When patching applications, businesses focus first on their main, publicly-facing applications. Often, the patching initiatives do not extend beyond these initial applications, as the business may not be aware of all the applications. This leaves thousands of applications vulnerable, and creates a long-term security threat. For one client, Veracode analyzed more than 26,000 websites in less than 2 minutes and found multiple sites still containing the Heartbleed vulnerability.
In addition, development teams embed OpenSSL deeply into their mission-critical client-server applications, making it difficult for traditional security tools to root out and identify the library. Using data mined from Veracode’s cloud-based platform, Veracode analyzed thousands of applications and found over 12 percent were at risk of having the OpenSSL vulnerability. Unlike other services, Veracode uses both static and dynamic analysis techniques to quickly identify and mitigate the risk from the wide-spread OpenSSL vulnerability in all applications.
“When new vulnerabilities are identified, it is crucial for large enterprises to react quickly to mitigate the risk to their infrastructure and customers’ data. However, we recognize how difficult it can be for companies to develop an appropriate response in a timely manner,” said Bob Brennan, CEO, Veracode. “These offerings are meant to assist customers in their Heartbleed mitigation efforts. It is our intention that by harnessing the full power of Veracode’s cloud-based platform, customers are able to prevent this vulnerability from having a long-term effect on their businesses.”
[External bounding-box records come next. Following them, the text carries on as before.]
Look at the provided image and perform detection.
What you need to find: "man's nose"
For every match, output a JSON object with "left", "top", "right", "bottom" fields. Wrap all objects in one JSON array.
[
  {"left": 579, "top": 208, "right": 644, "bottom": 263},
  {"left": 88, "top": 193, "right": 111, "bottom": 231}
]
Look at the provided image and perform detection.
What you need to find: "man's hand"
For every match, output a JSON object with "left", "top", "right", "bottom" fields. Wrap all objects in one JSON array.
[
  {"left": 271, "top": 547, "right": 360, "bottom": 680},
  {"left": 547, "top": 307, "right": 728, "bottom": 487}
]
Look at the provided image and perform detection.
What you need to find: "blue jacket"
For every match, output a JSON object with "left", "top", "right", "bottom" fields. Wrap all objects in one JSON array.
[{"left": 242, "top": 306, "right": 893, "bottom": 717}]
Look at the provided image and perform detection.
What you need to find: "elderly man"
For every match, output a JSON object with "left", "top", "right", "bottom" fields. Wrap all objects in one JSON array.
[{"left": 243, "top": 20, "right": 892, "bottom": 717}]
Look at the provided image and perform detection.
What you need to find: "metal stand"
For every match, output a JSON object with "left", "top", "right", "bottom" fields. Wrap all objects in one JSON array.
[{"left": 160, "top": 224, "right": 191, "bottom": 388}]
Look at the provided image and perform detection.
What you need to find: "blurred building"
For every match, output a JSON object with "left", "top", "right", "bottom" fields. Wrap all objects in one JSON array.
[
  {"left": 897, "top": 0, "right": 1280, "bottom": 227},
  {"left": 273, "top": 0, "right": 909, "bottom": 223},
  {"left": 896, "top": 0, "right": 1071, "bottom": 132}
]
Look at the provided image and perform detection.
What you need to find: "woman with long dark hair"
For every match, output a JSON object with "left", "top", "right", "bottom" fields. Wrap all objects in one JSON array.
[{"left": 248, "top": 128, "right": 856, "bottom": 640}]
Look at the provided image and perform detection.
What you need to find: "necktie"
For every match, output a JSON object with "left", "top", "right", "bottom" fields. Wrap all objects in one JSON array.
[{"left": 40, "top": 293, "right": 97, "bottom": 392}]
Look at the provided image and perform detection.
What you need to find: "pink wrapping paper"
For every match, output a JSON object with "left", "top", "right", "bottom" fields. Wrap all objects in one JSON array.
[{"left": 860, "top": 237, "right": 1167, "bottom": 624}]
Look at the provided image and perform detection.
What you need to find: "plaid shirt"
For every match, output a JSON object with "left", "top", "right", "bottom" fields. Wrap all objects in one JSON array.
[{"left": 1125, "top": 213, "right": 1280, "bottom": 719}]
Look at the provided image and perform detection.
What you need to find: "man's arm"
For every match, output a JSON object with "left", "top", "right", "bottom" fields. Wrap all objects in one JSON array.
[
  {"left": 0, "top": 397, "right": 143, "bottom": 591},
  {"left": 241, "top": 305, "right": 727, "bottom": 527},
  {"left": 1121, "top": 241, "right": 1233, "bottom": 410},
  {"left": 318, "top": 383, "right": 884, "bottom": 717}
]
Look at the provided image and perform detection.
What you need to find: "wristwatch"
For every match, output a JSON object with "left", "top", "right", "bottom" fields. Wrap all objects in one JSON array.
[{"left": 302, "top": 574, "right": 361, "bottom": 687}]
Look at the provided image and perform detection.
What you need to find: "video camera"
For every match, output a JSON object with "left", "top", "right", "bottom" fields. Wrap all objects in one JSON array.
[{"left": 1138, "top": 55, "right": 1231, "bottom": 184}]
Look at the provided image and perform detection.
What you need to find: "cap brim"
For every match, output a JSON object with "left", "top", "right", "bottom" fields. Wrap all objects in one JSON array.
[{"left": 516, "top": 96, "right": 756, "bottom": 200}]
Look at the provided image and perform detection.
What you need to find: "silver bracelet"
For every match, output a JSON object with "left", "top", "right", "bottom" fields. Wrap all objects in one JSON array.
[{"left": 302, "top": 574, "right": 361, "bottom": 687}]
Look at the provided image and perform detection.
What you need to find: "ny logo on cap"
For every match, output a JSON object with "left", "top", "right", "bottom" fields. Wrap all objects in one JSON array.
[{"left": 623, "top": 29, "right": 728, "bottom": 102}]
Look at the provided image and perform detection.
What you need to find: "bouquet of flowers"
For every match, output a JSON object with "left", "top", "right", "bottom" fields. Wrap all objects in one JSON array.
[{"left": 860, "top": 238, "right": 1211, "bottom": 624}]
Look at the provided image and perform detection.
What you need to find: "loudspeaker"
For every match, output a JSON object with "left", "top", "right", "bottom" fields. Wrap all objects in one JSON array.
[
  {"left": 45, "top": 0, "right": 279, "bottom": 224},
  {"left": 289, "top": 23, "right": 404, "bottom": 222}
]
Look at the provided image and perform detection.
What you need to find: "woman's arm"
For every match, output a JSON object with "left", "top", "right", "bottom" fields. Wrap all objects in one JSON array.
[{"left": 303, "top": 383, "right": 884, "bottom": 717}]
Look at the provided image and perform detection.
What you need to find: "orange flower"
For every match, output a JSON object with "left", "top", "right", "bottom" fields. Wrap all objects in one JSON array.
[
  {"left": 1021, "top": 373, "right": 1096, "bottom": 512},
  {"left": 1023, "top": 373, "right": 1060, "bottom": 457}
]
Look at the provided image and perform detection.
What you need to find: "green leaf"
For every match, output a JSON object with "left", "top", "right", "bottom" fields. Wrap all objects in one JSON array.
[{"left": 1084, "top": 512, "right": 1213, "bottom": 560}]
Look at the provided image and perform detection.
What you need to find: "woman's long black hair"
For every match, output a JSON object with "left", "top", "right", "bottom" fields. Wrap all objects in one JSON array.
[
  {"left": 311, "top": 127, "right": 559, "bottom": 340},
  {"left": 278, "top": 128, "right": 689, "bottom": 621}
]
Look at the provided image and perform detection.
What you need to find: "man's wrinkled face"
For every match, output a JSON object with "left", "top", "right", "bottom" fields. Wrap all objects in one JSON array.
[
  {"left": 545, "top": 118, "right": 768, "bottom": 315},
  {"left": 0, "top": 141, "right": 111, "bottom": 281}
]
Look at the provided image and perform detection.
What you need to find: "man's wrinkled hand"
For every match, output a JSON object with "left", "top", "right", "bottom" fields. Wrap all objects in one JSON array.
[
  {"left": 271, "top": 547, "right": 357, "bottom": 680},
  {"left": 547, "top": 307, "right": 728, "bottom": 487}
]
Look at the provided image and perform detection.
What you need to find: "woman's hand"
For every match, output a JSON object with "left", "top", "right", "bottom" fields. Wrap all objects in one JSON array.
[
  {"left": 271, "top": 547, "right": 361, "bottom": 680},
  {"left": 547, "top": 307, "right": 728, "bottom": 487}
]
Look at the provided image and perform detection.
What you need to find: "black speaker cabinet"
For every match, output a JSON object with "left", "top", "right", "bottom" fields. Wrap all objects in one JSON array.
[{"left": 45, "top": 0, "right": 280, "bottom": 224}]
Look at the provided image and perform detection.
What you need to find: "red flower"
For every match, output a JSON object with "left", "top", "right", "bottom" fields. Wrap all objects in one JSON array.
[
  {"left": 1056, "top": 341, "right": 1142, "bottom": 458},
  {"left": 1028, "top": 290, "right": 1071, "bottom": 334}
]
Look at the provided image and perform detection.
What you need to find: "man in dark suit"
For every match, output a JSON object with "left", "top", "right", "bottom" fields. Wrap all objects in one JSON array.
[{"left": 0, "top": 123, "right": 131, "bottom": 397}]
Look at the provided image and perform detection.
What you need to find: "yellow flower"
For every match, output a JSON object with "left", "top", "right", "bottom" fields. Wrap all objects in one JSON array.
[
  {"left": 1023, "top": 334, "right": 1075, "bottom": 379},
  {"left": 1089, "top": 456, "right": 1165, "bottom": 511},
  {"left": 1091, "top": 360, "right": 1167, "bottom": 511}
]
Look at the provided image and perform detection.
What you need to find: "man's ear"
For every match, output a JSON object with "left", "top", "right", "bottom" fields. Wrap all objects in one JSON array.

Veracode is offering the following cloud-based services to current customers, giving them visibility into their hidden perimeter and embedded apps:
- Heartbleed Component Analysis: The Veracode software composition analysis engine searches static code for evidence of OpenSSL and produces a report detailing at risk applications.
- Heartbleed Web Perimeter Analysis: Through the use of Veracode’s massively parallel Discovery technology, Veracode will discover all sites in the customer’s domain, detect the use of OpenSSL in all company owned websites and produce a report identifying vulnerable websites.